It's official, Sen. Jay Rockefeller (D-W.VA) late Thursday announced a "bipartisan" compromise version of his DTV-delay bill that moves the DTV transition date from Feb. 17 to June 12.
It is a compromise, struck with ranking Repbublican Committee member Kay Bailey Hutchison (R-TX). Rockefeller initially wanted the bill to deal only with moving the date, but the compromise also "extends the FCC's auction authority to pay for the costs of the delay, reaffirms a broadcasters’ right to make the transition before June 12, permits the FCC to award vacant spectrum space to public safety officials, and fixes the converter box coupon program."
Sen. Rockfeller said he does not expect the Senate to take up the bill until sometime next week.
He also said he hoped delaying the date until June 12 was the only delay needed, but suggested that would be the case “if we are able to make substantial progress on the administration of the transition,” and adding "barring unforeseen emergencies/"

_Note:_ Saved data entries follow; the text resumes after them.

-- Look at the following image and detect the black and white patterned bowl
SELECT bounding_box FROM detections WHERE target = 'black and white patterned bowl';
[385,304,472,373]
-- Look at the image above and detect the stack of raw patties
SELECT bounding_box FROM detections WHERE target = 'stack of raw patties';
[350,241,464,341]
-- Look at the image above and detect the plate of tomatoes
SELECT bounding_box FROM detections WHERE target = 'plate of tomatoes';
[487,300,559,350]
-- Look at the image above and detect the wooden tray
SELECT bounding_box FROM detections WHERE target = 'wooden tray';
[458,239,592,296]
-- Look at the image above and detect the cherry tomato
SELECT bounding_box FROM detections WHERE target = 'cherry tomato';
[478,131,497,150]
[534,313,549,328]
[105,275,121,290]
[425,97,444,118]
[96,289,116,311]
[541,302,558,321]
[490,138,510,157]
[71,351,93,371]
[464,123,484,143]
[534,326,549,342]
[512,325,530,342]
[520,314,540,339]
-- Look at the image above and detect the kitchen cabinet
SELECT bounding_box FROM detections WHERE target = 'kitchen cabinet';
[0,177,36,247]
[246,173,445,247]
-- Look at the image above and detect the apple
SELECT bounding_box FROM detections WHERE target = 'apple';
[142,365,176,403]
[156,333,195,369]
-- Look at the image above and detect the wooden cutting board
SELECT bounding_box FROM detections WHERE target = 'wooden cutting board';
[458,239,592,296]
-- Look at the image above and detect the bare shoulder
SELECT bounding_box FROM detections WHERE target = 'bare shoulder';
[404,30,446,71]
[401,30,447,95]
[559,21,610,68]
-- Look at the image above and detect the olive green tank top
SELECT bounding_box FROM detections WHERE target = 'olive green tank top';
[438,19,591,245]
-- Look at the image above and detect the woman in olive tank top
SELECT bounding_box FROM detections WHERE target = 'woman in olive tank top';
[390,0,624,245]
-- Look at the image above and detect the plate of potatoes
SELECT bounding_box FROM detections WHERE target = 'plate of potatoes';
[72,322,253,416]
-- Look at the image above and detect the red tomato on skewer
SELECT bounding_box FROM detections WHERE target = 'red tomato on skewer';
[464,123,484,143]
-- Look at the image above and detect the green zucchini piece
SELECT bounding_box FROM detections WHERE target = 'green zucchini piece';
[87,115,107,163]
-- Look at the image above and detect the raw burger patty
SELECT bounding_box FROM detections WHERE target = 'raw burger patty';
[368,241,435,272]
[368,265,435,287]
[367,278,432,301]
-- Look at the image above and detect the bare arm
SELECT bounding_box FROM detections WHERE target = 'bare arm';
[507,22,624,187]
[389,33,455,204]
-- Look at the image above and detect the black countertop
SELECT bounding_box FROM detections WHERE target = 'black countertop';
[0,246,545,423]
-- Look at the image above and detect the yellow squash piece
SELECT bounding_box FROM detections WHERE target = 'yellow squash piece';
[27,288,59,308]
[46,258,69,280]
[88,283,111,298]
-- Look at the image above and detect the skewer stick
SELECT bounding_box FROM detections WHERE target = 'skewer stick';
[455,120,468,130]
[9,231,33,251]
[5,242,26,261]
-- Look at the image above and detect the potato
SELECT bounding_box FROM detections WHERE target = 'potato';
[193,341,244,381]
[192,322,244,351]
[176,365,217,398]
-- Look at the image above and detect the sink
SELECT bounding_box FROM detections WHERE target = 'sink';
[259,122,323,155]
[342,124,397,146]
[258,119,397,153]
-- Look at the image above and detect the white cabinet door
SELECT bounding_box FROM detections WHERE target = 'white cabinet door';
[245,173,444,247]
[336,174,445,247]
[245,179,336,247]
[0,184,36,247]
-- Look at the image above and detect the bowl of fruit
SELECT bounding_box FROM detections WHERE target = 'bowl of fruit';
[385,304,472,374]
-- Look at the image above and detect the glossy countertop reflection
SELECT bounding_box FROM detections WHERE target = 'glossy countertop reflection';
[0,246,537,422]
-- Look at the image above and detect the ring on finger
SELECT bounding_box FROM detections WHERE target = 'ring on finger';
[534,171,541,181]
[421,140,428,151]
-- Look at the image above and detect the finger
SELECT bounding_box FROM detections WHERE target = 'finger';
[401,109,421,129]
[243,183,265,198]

The additions to the bill not only makes it palatable to Senate Republicans, but also brings it more in line with a bill backed by House Energy & Commerce Committee Chairman Henry Waxman (D-CA), who delayed work on his bill this week, saying he would wait to see what happened in the Senate.
Rockefeller did not include a copy of the bill with his announcement, so it was not clear what costs the FCC would be paying for. Broadcasters have said it would cost them millions collectively to keep two signals going for four more months. The Obama administration has inserted $650 million in DTV transition assistance in the economic stimulus package.
"The DTV Delay Act will not fix all of the problems associated with the transition," Rockefeller told his colleages in inserting his support for the amended bill into the Congressional Record. "More work needs to be done to ensure that consumers are aware of the transition and get the help they need. But it gives us all the time to do the transition right. Time to develop a new plan, time to implement a new set of ideas to manage the transition, and time to make sure that in the switch to digital signals no American is left behind."
"Senator Hutchison and I are committed to making sure every American is able to manage the DTV transition without undue hardship. We are working on initiatives to be included in the economic recovery package. If we are able to make substantial progress on the administration of the transition this should be the last delay we have to seek. I know I want this to be the last delay and I know the Obama Administration shares our commitment to getting this right so that we can avoid any further delays."